Berita

Udeh Nans: Dari Bocah Pemalang Menjadi Maestro Adegan Ekstrem di Layar Lebar

Advertisement

Sosok di balik adegan-adegan berbahaya yang memukau di layar lebar, Udeh Nans, telah mengukir jejak panjang dalam dunia stunt yang penuh risiko. Sebagai stunt coordinator berpengalaman, ia bertanggung jawab penuh dalam merancang dan mengoordinasikan setiap detail aksi, mulai dari kejar-kejaran mobil yang mendebarkan, tabrakan spektakuler, koreografi bela diri yang mematikan, hingga adegan ekstrem seperti tubuh terbakar.

Perjalanan Karier yang Penuh Dedikasi

Rekam jejak Udeh Nans mencakup berbagai film besar, baik produksi dalam maupun luar negeri. Namanya tercatat dalam duologi The Raid (2011 & 2014), Grisse (2018), duologi Agak Laen (2024 & 2025), Monkey Man (2024), Tinggal Meninggal (2025), Sore: Istri dari Masa Depan (2025), Abadi Nan Jaya (2025), dan masih banyak lagi.

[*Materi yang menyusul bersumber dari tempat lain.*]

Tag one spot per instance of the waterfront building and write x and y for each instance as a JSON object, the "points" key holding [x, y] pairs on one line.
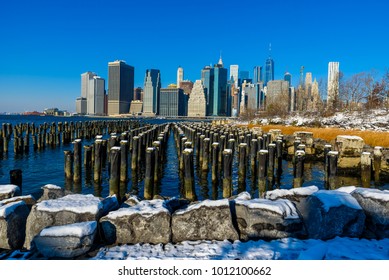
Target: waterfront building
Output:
{"points": [[120, 87], [333, 84], [173, 102], [197, 102], [152, 88]]}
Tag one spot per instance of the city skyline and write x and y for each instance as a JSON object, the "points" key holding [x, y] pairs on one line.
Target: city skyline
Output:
{"points": [[46, 46]]}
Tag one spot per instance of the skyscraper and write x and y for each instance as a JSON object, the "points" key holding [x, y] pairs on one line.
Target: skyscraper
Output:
{"points": [[288, 78], [96, 94], [180, 76], [120, 87], [257, 74], [152, 90], [333, 84], [234, 74]]}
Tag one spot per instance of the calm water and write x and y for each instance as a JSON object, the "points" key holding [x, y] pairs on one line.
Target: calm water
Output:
{"points": [[47, 167]]}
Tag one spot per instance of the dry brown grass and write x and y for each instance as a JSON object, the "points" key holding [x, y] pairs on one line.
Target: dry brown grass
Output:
{"points": [[372, 138]]}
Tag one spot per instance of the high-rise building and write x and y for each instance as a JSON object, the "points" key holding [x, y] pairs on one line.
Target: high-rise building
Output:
{"points": [[288, 78], [152, 88], [220, 90], [333, 84], [207, 78], [180, 76], [120, 87], [234, 74], [197, 103], [173, 102], [257, 74], [96, 94], [269, 70]]}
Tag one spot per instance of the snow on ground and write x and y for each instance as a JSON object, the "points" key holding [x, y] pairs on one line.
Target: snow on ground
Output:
{"points": [[282, 249]]}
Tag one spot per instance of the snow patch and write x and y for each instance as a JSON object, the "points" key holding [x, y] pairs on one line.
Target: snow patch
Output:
{"points": [[305, 191], [283, 207], [145, 208], [332, 199], [76, 203], [77, 230], [7, 209]]}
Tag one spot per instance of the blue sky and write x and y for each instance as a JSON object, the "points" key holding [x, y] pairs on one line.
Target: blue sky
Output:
{"points": [[46, 45]]}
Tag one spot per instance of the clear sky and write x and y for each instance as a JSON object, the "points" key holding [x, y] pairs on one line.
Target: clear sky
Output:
{"points": [[46, 45]]}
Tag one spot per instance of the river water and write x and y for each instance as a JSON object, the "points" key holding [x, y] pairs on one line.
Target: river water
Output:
{"points": [[47, 167]]}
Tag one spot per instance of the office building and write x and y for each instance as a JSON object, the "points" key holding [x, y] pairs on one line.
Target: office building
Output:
{"points": [[152, 88], [333, 84], [173, 102], [120, 87], [197, 103]]}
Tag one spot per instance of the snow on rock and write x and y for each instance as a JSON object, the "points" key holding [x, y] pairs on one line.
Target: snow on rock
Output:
{"points": [[327, 214], [148, 221], [13, 218], [8, 191], [209, 220], [69, 209], [375, 204], [263, 218], [66, 241]]}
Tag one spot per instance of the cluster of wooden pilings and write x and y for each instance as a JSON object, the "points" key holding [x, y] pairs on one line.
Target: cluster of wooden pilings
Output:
{"points": [[137, 149]]}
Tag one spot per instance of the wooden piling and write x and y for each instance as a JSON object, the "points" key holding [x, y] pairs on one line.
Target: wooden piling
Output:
{"points": [[227, 173], [149, 173]]}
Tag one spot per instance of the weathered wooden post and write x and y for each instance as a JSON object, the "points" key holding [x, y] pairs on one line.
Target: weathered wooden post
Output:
{"points": [[149, 173], [68, 165], [262, 170], [77, 160], [298, 169], [215, 161], [332, 168], [114, 179], [189, 189], [242, 151], [16, 178], [97, 166], [227, 173], [365, 169], [123, 161], [205, 164], [377, 158]]}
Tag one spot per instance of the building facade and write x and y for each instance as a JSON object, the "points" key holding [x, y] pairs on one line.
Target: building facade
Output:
{"points": [[173, 102], [152, 89], [120, 87]]}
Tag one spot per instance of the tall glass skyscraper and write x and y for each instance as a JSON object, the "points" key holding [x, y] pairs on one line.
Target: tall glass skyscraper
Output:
{"points": [[152, 87], [269, 71], [120, 87]]}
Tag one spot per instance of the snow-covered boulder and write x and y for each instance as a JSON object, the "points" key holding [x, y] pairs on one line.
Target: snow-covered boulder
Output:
{"points": [[66, 241], [13, 218], [263, 218], [147, 222], [375, 204], [206, 220], [51, 192], [8, 191], [327, 214], [28, 199], [73, 208]]}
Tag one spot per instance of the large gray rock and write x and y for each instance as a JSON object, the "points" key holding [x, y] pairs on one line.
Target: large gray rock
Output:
{"points": [[328, 214], [69, 209], [263, 218], [13, 218], [206, 220], [147, 222], [8, 191], [66, 241], [375, 204]]}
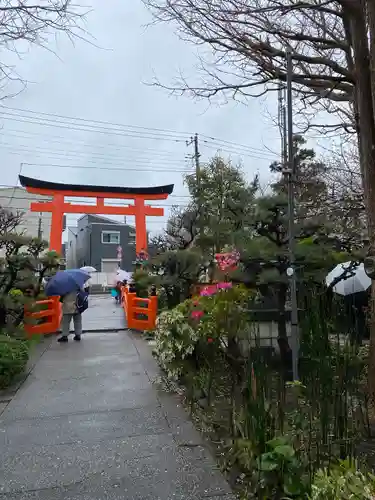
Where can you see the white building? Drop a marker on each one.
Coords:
(18, 200)
(71, 248)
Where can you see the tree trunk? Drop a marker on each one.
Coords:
(281, 320)
(365, 98)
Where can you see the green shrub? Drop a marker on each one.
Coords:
(343, 482)
(14, 354)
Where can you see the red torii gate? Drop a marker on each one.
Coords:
(58, 206)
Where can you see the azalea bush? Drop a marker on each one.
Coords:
(14, 354)
(343, 482)
(192, 333)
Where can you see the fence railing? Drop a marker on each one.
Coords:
(45, 318)
(140, 313)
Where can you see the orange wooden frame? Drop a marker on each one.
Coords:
(132, 309)
(58, 207)
(52, 315)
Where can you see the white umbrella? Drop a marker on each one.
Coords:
(354, 280)
(88, 269)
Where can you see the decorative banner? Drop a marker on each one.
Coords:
(227, 261)
(142, 256)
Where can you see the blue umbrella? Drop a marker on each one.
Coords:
(66, 281)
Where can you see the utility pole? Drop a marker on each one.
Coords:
(291, 215)
(195, 141)
(40, 231)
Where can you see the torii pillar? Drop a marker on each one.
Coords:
(58, 206)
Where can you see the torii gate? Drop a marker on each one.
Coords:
(58, 206)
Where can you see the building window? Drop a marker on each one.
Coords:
(111, 237)
(131, 239)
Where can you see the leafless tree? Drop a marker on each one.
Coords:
(9, 221)
(249, 39)
(24, 22)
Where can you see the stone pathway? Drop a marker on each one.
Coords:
(103, 314)
(89, 424)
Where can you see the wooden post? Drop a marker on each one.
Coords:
(57, 223)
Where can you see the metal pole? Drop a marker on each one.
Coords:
(291, 215)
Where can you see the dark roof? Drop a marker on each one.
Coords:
(57, 186)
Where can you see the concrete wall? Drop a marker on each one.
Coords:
(71, 248)
(90, 250)
(100, 250)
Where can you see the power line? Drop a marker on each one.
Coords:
(103, 130)
(229, 143)
(44, 152)
(114, 128)
(99, 122)
(65, 140)
(13, 186)
(99, 156)
(119, 169)
(86, 202)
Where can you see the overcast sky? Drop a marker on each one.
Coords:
(107, 84)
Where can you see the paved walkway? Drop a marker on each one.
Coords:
(103, 314)
(89, 424)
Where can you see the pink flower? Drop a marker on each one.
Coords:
(208, 291)
(197, 314)
(225, 285)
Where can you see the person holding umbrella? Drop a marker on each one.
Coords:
(68, 285)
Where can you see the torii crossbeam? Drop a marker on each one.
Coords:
(58, 206)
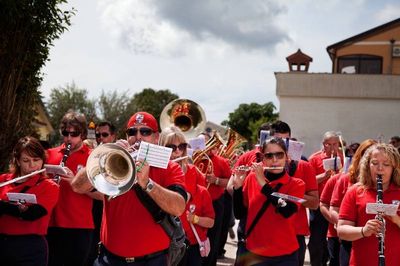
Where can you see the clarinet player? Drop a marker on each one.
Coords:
(367, 231)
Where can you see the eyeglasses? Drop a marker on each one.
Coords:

Jauh sebelum dikenal sebagai Udeh Nans, ia adalah Saifuddin Mubdy, seorang bocah dari Pemalang. Kecintaannya pada film, terutama The Terminator (1984), menumbuhkan cita-cita untuk berkarier di dunia stunt.

Awal Karier sebagai Stuntman

Karier stunt Udeh dimulai di awal tahun 2000-an di sebuah rumah produksi di Jakarta. Tanpa izin keluarga, ia nekat merantau ke ibu kota, meninggalkan pekerjaan tetapnya sebagai hotelier demi mengejar mimpi. Wajahnya perlahan mulai menghiasi sinetron-sinetron laga Indonesia seperti Cinta Terlarang (2006) dan Jangan Salahkan Aku (2005).

Sebagai stuntman, Udeh kerap berhadapan dengan bahaya, mulai dari pukulan keras, terlempar jauh, hingga tertabrak kendaraan. Ia tak jarang mengalami cedera fisik, termasuk leher nyaris patah, dislokasi bahu, serta cedera lutut dan tulang rusuk. Semua itu ia jalani dengan upah bulanan yang kala itu hanya berkisar 150 ribu rupiah, ditambah uang makan 15 ribu rupiah per hari.

“Ya itu tahun 2005. Kondisi saya juga numpang di kantor PH (Production House, red)-nya. Tidur hanya beralaskan koran, bantalnya itu ya pakai tas saya itu. Saya bujangan, tidak punya tanggungan, ya kan?” ucap Udeh dalam program Sosok detikcom.

Advertisement

Transisi Menuju Stunt Coordinator

Seiring bertambahnya usia dan tuntutan hidup, Udeh menyadari stagnasi kariernya sebagai stuntman. Upah yang dulu terasa cukup, kini tak lagi memadai. Tekad untuk menapaki jenjang karier sebagai stunt coordinator pun muncul.

Selama bertahun-tahun, ia tekun mengasah kemampuan sembari tetap aktif sebagai stuntman profesional. Pengalaman dan kerja kerasnya membuahkan hasil. Udeh berhasil mengumpulkan dana untuk mengikuti kelas Stunt Academy di Australia pada tahun 2016. Sepulangnya dari sana, ia mantap memulai karier sebagai stunt coordinator.

Membangun Ekosistem Stunt yang Lebih Sehat

Berkaca dari pengalamannya, Udeh berupaya membangun ekosistem yang lebih sehat bagi para pelaku stunt. Ia mendirikan PT Pejuang Laga Indonesia, yang dikenal sebagai Pejuang Stunt. Organisasi ini bertujuan menaungi para stuntman secara lebih aman dan terorganisir, mencakup sistem pembayaran, penyaluran kru, keamanan kerja, pengembangan kapasitas, hingga solidaritas antar stunt.

“Saya mengutip dari pernyataannya Bruce Law, salah satu stunt coordinator mobil. Jadi jika ada stunt yang cedera, berarti saya orang jahat. Saya bikin orang terluka dalam pekerjaan yang saya naungi. Jadi saya sangat memegang itu, jangan sampai ada stunt ataupun pemain cedera pada saat saya bertugas atau di project-project yang saya naungi,” jelas Udeh.